Daring Pioneer of the Future
Staff member
One alternative option: Does your iMac already have a working Mac OS 9 installation on it? If so, you may be able to copy the files from that installation onto USB media that's under ~200 gigs and boot from that.

OS X may require firewire, unfortunately. (I keep meaning to try this on my own slotload iMac but haven't had time to yet.)
 

BustedCap97

Well-known member
I seem to have the opposite problem: My optical drive reads discs just fine, but it cannot eject them and has a really hard time inserting them. its like the mechanism that handles the disc is just slipping and not gripping very well.
 

MacUp72

Well-known member
"I managed to fit it into the slot in the case, and with a 50-40 pin ATA adapter I connected it along with an SSD."

maybe that 50-40 pin adapter is the cause of it nor being recognized as master. Apple branded drives have a master/slave pin, maybe that helps:
 

indibil

Well-known member
"I managed to fit it into the slot in the case, and with a 50-40 pin ATA adapter I connected it along with an SSD."

maybe that 50-40 pin adapter is the cause of it nor being recognized as master. Apple branded drives have a master/slave pin, maybe that helps:
Hello! Thanks for the reply.
My 40IDE to SlimIDE adapter does not have a MASTER/SLAVE selector, but I solved the connection using an ULTRA-ATA100 cable, because each connector is specific for Master or Slave. In the blue one I eliminated the guide to be able to connect it to the motherboard, I connected the black one to the hard disk (master) and the gray one to the DVD-ROM (slave).
The iMac G3 Slot loader only has one IDE port, and both devices are connected to it.
 

MacUp72

Well-known member
My PowerBook 1400 did just not boot until the CD was master. I think your our G3 iMac has a somewhat better/little more modern IDE implementation but this is crucial. I would disconnect every drive and start with only one cable , and then from there..
Have you some fotos of your connections/cables?
 

indibil

Well-known member
Thanks, I'll have to open up to take some pictures.

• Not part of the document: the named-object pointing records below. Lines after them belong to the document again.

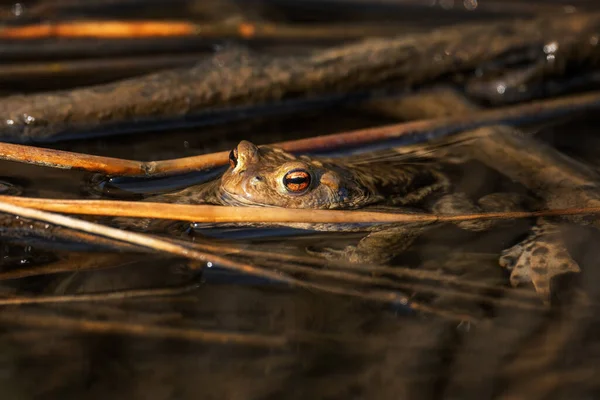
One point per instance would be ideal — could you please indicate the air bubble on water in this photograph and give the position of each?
(551, 48)
(28, 119)
(470, 5)
(18, 9)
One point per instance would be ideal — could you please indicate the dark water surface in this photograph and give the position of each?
(294, 343)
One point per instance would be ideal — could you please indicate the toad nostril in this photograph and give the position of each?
(233, 158)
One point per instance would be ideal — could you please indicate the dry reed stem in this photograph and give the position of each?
(160, 245)
(113, 166)
(226, 214)
(115, 29)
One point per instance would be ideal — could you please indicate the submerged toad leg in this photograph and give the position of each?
(380, 246)
(539, 258)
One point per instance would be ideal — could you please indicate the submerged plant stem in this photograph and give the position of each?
(227, 214)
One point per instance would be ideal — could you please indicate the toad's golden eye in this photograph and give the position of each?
(233, 158)
(297, 181)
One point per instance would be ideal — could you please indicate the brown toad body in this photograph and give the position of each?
(265, 176)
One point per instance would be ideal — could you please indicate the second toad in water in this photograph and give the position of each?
(266, 176)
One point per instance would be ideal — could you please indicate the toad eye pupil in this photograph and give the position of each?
(232, 159)
(296, 181)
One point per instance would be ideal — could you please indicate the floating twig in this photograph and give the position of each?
(421, 130)
(240, 78)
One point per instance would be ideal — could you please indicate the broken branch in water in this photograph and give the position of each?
(223, 214)
(421, 130)
(241, 78)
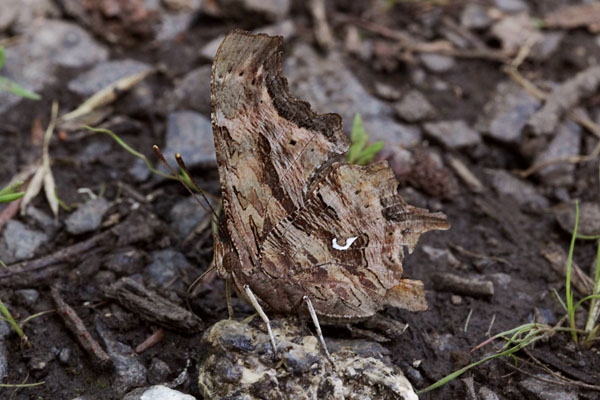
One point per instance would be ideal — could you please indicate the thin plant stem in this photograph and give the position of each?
(569, 293)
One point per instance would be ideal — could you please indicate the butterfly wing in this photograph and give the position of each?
(345, 247)
(270, 146)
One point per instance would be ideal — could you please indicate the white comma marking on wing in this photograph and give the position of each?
(346, 246)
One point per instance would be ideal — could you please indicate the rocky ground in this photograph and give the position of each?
(489, 111)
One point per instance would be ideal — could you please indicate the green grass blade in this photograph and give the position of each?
(9, 318)
(13, 87)
(366, 156)
(569, 293)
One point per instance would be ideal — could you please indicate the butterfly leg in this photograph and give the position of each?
(228, 297)
(313, 315)
(262, 314)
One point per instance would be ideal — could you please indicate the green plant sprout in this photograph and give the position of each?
(359, 152)
(181, 176)
(591, 326)
(12, 87)
(527, 334)
(9, 193)
(7, 316)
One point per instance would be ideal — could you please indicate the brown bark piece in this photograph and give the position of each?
(152, 307)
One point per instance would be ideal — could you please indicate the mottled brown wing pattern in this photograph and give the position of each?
(269, 145)
(344, 248)
(297, 220)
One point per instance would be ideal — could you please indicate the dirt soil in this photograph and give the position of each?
(495, 237)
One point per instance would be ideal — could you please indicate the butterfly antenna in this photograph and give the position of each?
(208, 207)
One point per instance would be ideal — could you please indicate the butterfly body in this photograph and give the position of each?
(297, 220)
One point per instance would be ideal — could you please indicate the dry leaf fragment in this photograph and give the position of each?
(575, 16)
(106, 95)
(43, 174)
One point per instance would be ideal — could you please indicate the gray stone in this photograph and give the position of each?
(87, 217)
(521, 191)
(209, 50)
(414, 107)
(172, 25)
(158, 372)
(27, 297)
(158, 392)
(475, 16)
(192, 92)
(190, 134)
(589, 218)
(511, 6)
(330, 87)
(47, 45)
(19, 242)
(166, 266)
(226, 368)
(453, 134)
(514, 31)
(104, 74)
(130, 372)
(566, 142)
(546, 391)
(437, 62)
(387, 92)
(48, 224)
(94, 151)
(185, 216)
(507, 112)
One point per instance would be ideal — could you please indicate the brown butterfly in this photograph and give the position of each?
(300, 225)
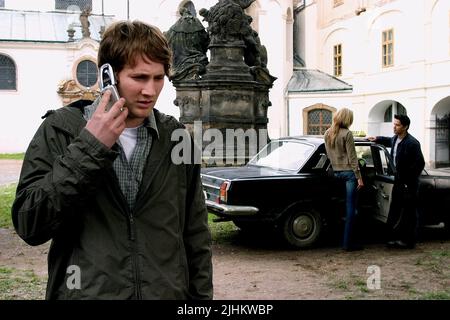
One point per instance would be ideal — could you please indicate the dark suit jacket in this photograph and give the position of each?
(410, 161)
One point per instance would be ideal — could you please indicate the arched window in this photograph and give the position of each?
(319, 120)
(7, 73)
(65, 4)
(87, 73)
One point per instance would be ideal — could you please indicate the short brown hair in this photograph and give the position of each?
(124, 40)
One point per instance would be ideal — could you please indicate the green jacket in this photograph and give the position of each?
(68, 192)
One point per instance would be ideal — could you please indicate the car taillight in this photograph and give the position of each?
(223, 191)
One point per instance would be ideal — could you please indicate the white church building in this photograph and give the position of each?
(376, 57)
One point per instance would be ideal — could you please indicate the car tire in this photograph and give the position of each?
(302, 228)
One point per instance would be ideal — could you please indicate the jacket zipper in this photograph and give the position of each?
(134, 254)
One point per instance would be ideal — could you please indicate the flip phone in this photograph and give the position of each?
(107, 81)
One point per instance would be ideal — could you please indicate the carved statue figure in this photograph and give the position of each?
(189, 42)
(84, 20)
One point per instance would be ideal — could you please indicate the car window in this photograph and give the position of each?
(285, 155)
(365, 153)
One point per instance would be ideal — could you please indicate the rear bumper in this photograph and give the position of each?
(225, 210)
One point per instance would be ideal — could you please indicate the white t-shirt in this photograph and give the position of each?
(128, 140)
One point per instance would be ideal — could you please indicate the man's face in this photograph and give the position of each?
(140, 85)
(399, 129)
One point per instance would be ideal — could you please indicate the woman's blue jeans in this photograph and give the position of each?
(350, 204)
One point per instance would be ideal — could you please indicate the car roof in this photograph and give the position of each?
(318, 140)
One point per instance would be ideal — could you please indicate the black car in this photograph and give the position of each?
(290, 185)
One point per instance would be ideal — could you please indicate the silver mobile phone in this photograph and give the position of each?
(107, 81)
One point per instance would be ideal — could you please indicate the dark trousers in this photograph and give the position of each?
(405, 216)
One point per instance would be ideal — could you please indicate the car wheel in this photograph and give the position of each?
(302, 228)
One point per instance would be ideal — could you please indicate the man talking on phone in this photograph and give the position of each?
(125, 221)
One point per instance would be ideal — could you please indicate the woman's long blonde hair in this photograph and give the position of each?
(342, 119)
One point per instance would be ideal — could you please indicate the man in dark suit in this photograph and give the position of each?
(409, 162)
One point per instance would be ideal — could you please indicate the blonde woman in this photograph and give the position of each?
(341, 151)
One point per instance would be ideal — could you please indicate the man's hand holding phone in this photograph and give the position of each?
(106, 125)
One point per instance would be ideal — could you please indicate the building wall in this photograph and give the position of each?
(272, 19)
(418, 80)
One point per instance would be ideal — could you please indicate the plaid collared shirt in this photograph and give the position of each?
(129, 173)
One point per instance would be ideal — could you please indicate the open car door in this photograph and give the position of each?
(383, 183)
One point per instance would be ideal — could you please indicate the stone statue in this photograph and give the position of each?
(227, 22)
(84, 20)
(189, 42)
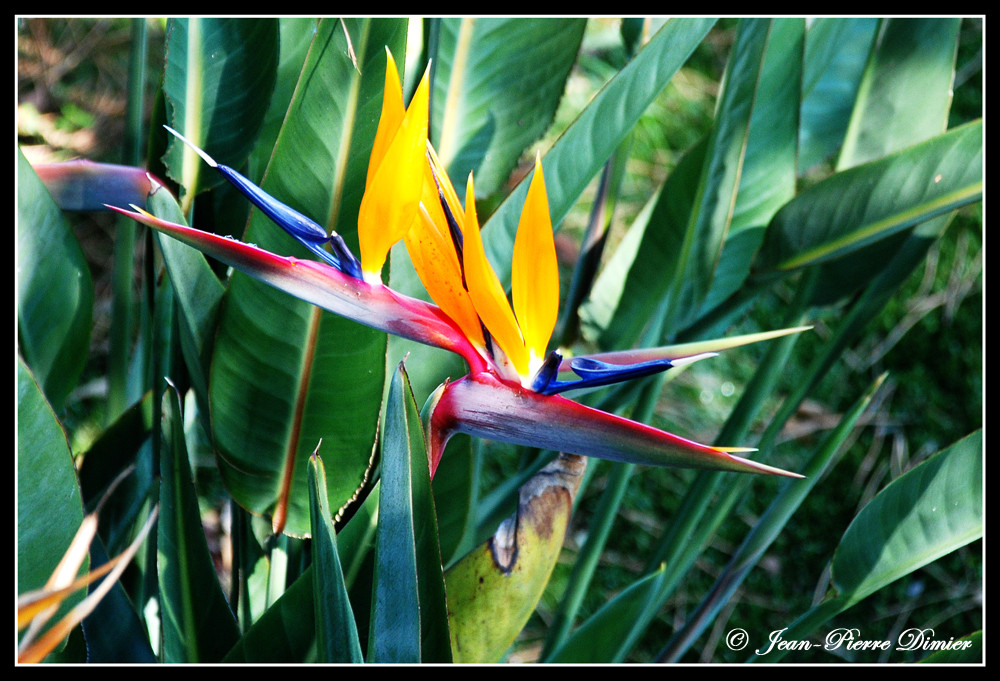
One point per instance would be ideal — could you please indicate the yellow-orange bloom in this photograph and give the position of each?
(396, 172)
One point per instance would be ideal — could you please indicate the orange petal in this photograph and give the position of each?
(391, 117)
(433, 256)
(395, 188)
(534, 271)
(487, 293)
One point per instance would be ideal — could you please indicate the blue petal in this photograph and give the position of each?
(308, 232)
(594, 373)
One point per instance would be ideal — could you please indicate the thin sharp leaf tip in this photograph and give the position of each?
(684, 361)
(204, 156)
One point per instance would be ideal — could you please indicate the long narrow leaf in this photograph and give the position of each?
(336, 632)
(487, 107)
(54, 291)
(198, 625)
(408, 616)
(298, 374)
(217, 82)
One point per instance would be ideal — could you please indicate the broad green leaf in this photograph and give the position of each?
(295, 35)
(493, 590)
(497, 83)
(598, 638)
(905, 91)
(589, 555)
(49, 508)
(765, 531)
(124, 443)
(455, 485)
(729, 184)
(836, 52)
(297, 374)
(198, 289)
(218, 79)
(864, 204)
(904, 98)
(633, 283)
(285, 633)
(926, 513)
(766, 175)
(582, 150)
(197, 624)
(336, 632)
(54, 291)
(409, 621)
(755, 105)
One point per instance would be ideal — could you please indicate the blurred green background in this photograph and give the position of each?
(72, 77)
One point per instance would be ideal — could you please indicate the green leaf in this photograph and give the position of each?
(198, 625)
(497, 83)
(336, 632)
(725, 188)
(926, 513)
(836, 52)
(296, 373)
(49, 508)
(582, 150)
(905, 91)
(634, 282)
(55, 296)
(218, 79)
(285, 633)
(765, 531)
(598, 638)
(198, 290)
(409, 621)
(864, 204)
(904, 99)
(295, 36)
(756, 104)
(455, 485)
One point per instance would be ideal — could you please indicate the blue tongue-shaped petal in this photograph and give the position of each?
(308, 232)
(595, 373)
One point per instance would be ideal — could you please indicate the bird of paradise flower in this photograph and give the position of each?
(511, 391)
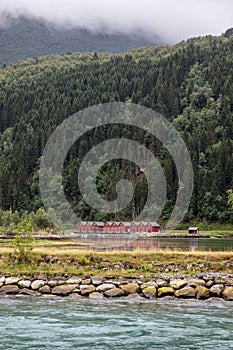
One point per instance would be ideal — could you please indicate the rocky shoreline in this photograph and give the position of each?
(200, 286)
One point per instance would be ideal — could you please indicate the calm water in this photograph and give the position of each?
(82, 324)
(101, 241)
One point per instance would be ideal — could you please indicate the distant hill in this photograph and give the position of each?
(190, 83)
(24, 38)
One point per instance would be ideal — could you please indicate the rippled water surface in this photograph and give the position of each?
(30, 323)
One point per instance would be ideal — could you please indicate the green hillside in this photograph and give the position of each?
(191, 84)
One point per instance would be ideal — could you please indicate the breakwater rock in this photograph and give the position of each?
(200, 286)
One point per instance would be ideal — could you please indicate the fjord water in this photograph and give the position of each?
(30, 323)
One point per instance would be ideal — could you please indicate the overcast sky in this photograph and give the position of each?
(172, 20)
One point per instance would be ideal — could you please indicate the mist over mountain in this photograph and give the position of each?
(26, 37)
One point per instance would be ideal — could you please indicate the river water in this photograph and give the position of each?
(31, 323)
(117, 241)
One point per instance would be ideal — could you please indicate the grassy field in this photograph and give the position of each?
(55, 259)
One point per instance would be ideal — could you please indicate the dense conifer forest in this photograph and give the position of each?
(26, 37)
(190, 83)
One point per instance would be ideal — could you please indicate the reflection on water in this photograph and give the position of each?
(116, 241)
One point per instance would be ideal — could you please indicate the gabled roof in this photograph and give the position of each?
(126, 223)
(99, 223)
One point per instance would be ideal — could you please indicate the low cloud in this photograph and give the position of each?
(172, 20)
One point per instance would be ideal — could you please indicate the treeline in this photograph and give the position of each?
(26, 37)
(191, 84)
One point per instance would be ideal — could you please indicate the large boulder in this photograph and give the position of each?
(96, 296)
(26, 291)
(56, 282)
(130, 288)
(115, 292)
(177, 283)
(86, 289)
(202, 292)
(161, 283)
(24, 284)
(37, 284)
(64, 289)
(104, 287)
(10, 289)
(11, 280)
(186, 292)
(194, 282)
(216, 290)
(74, 280)
(149, 284)
(45, 289)
(228, 293)
(96, 280)
(149, 292)
(164, 291)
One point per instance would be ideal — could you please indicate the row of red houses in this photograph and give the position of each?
(117, 227)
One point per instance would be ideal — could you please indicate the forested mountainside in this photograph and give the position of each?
(25, 37)
(191, 84)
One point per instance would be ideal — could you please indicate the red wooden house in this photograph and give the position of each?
(118, 227)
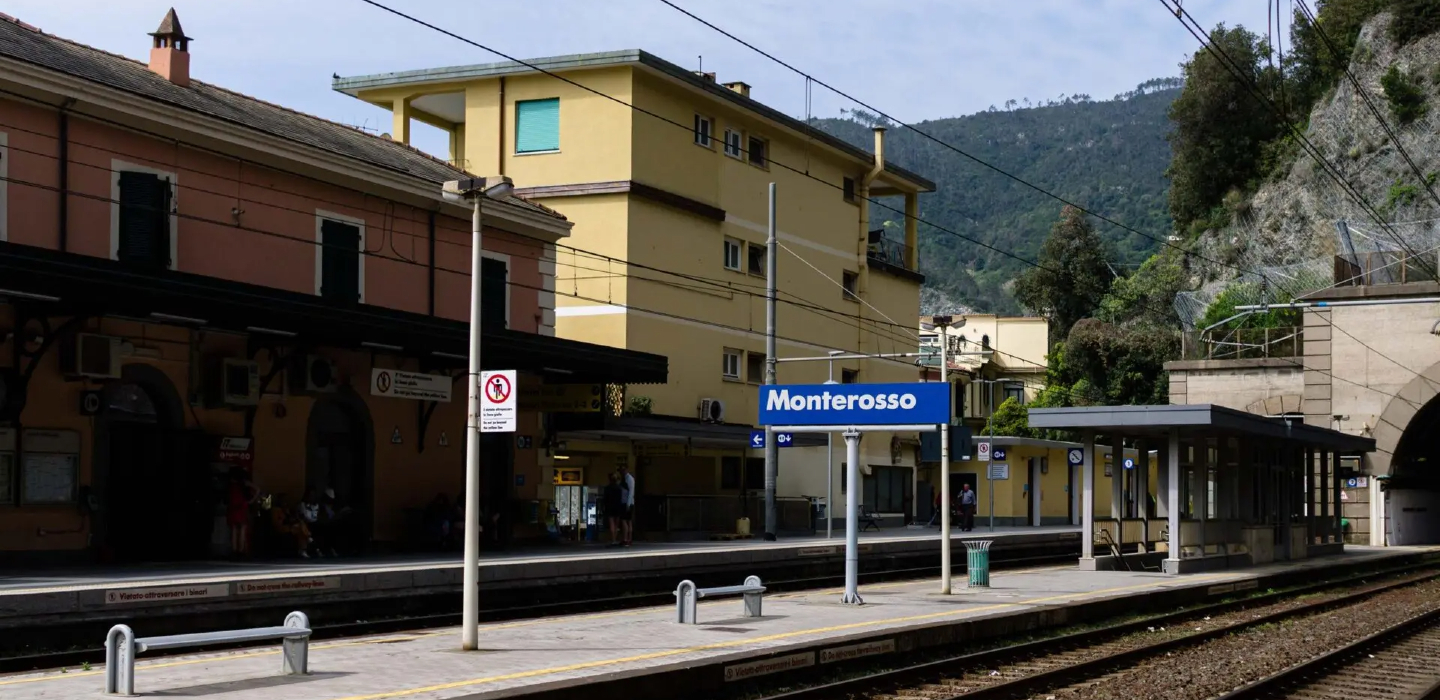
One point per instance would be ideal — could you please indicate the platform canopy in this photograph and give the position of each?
(1203, 419)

I don't think the problem is in the MASTER/SLAVE setting. If from Mac OS 9 or OS X I select in "boot disk" the CD drive, when restarting it boots from CD without problem. I can't boot from CD by pressing "C" on the keyboard, or the "ALT" menu when booting.

As I said, this already happened to me years ago with a Gigabyte G4, which when changing the factory DVD-ROM for an HP CD-RW, did not recognize it as a bootable device by Open Firmware.

These are factory limitations of the Open Firmware, some devices are not compatible.